Staff Engineer (ML Engineer)
Job description
About the role
You will ensure the reliability of the software stack that powers Graphcore hardware. This position focuses on benchmarking and validating complex AI systems to guarantee performance before they reach the end user. You own the creation and execution of rigorous validation suites that confirm the integrity of machine learning workflows. This role requires you to act as a quality gatekeeper for numerical correctness and performance across the entire stack. You will investigate subtle discrepancies between theoretical models and their actual hardware execution. Your work will directly influence the confidence of product teams in releasing new features. You are responsible for automating the detection of regressions before they impact external customers. This position demands a meticulous approach to testing and a commitment to uncompromising standards of reliability.
Key facts
What you'll do
- Execute benchmarks using open source models to establish baseline performance metrics and automate these workflows for continuous validation.
- Engineer specialized test suites designed to probe low-level behaviors such as quantization, numerical precision, attention mechanisms, and distributed execution strategies.
- Analyze system logs and performance telemetry to identify regressions, correctness errors, and performance bottlenecks across a wide array of frameworks and deployment environments.
- Interface with hardware engineers to correlate software anomalies with specific architectural features or silicon characteristics.
- Work alongside software developers to refine testing methodologies and improve the robustness of existing validation tools.
- Partner with infrastructure teams to provision and manage the large-scale compute resources required for exhaustive model validation.
- Decompose complex system failures into reproducible test cases that isolate root causes efficiently.
- Document testing procedures and results to create a clear audit trail for compliance and historical reference.
- Evaluate new ML frameworks and libraries to determine their compatibility with Graphcore hardware through proactive experimentation.
- Lead the development of automation scripts that reduce manual effort and increase the coverage of quality assurance activities.
- Synthesize test outcomes into actionable insights that guide product and engineering decisions.
- Ensure all testing activities align with the broader goals of product stability and user satisfaction.
- Contribute to the evolution of best practices for testing machine learning systems at scale.
- Mentor junior engineers on effective strategies for debugging intricate AI workloads.
Requirements
- Proven background in Machine Learning or related software engineering demonstrated through professional experience or significant projects.
- Deep understanding of neural network training, inference, and performance optimization principles in real-world scenarios.

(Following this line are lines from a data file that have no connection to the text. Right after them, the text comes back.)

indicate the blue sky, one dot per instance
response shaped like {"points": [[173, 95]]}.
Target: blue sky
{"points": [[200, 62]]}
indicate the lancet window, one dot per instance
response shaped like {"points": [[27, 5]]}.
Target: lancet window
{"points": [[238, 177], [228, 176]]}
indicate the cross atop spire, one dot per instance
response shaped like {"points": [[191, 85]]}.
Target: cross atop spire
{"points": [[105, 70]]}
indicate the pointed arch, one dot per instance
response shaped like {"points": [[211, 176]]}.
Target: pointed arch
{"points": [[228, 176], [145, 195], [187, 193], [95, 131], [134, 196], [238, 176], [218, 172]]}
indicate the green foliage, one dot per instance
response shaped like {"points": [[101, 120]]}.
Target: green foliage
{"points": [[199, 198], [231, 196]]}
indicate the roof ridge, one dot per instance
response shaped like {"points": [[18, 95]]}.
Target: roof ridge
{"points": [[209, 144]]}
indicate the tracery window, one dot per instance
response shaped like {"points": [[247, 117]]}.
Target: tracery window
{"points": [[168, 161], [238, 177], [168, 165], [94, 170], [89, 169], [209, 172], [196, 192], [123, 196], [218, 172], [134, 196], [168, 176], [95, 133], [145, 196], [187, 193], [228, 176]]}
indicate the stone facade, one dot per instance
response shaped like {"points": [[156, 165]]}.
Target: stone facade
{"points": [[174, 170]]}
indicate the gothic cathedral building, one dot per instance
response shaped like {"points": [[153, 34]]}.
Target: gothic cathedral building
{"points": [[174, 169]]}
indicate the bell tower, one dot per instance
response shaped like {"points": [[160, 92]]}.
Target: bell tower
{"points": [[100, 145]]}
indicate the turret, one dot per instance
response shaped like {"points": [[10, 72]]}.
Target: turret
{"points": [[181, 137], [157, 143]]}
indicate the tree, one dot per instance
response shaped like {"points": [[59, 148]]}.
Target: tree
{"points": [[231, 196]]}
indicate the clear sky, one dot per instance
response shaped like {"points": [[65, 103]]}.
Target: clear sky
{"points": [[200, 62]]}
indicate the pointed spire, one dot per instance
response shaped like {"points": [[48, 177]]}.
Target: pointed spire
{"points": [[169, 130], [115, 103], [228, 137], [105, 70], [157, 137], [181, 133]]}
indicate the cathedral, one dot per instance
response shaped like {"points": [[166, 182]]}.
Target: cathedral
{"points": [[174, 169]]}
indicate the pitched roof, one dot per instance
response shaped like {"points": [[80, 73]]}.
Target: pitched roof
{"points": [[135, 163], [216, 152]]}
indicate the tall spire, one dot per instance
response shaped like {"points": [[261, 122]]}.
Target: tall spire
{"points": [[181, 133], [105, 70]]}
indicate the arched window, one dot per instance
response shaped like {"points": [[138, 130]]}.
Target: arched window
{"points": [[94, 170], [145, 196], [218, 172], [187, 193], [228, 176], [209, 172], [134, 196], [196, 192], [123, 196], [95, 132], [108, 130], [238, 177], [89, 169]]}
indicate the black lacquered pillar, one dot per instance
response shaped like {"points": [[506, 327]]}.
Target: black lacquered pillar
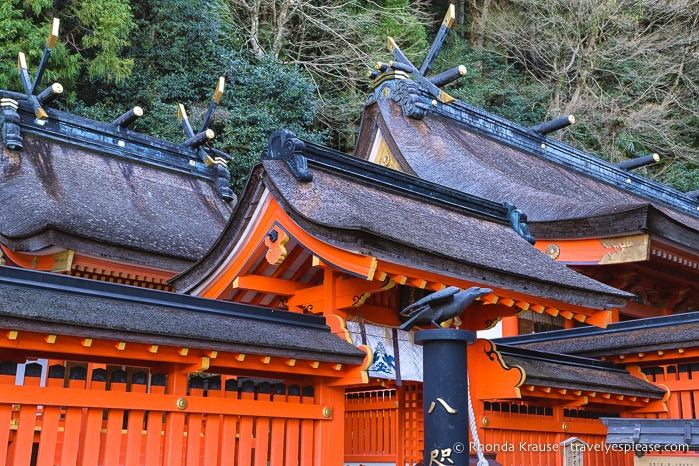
{"points": [[445, 386]]}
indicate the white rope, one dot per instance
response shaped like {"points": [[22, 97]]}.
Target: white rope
{"points": [[472, 424]]}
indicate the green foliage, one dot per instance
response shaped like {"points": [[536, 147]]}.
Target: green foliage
{"points": [[104, 26], [24, 27], [491, 83], [267, 96], [92, 34], [180, 51]]}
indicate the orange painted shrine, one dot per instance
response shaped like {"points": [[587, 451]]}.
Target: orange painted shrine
{"points": [[150, 316]]}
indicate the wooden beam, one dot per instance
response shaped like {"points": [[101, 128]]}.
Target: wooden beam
{"points": [[267, 285]]}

- Proficiency in Python for the purpose of benchmarking, automation, and sophisticated data analysis.
- Experience managing and analyzing ML model experiments to track variables, metrics, and outcomes effectively.
- Strong Linux debugging skills essential for diagnosing issues at the system and application level.
- Practical knowledge of major ML frameworks such as PyTorch, JAX, TensorFlow, or Triton for building reliable test pipelines.
- Ability to read and interpret complex technical documentation to quickly adapt to new technologies.
- Commitment to writing clean, maintainable, and well-documented code for all testing artifacts.
Skills & tools
- Python
- PyTorch
- TensorFlow
- JAX
- Triton
- Linux
Practical notes
- Benefits include unlimited annual leave, up to 5% matched pension, and phantom equity.
- Additional perks include a health cash plan, life assurance, income protection, and optional private medical or dental insurance.
- The office provides free food and an on-site barista.
- Graphcore is part of the SoftBank Group.
- The company supports interview adjustments for candidates who require them.
This role is based in London, United Kingdom, and is offered as a full-time engagement within the ML QA team. The successful candidate will be expected to work primarily from the Graphcore office, collaborating closely with cross-functional teams on a daily basis. The position requires a high degree of self-motivation and the ability to manage complex testing workflows with minimal supervision. You will interact frequently with hardware designers, compiler engineers, and application developers to ensure comprehensive test coverage. The role involves a significant amount of hands-on work with command-line interfaces, scripting, and analysis of large data sets. You must be comfortable navigating fast-paced environments where priorities can shift based on project needs. Strong communication skills are essential for documenting issues and presenting findings to technical audiences. The successful applicant will contribute to the continuous improvement of testing infrastructure and methodologies. This is an opportunity to shape the quality standards for emerging AI hardware and software ecosystems. The company provides a supportive environment where engineers are encouraged to take ownership of their work and drive initiatives forward. Professional development is supported, and the role offers exposure to cutting-edge technology within the SoftBank Group portfolio. Candidates must be legally authorized to work in the United Kingdom without sponsorship, as the position does not offer visa sponsorship. The interview process may include technical assessments and practical coding challenges related to machine learning and system-level debugging. Please ensure you meet the outlined requirements before applying.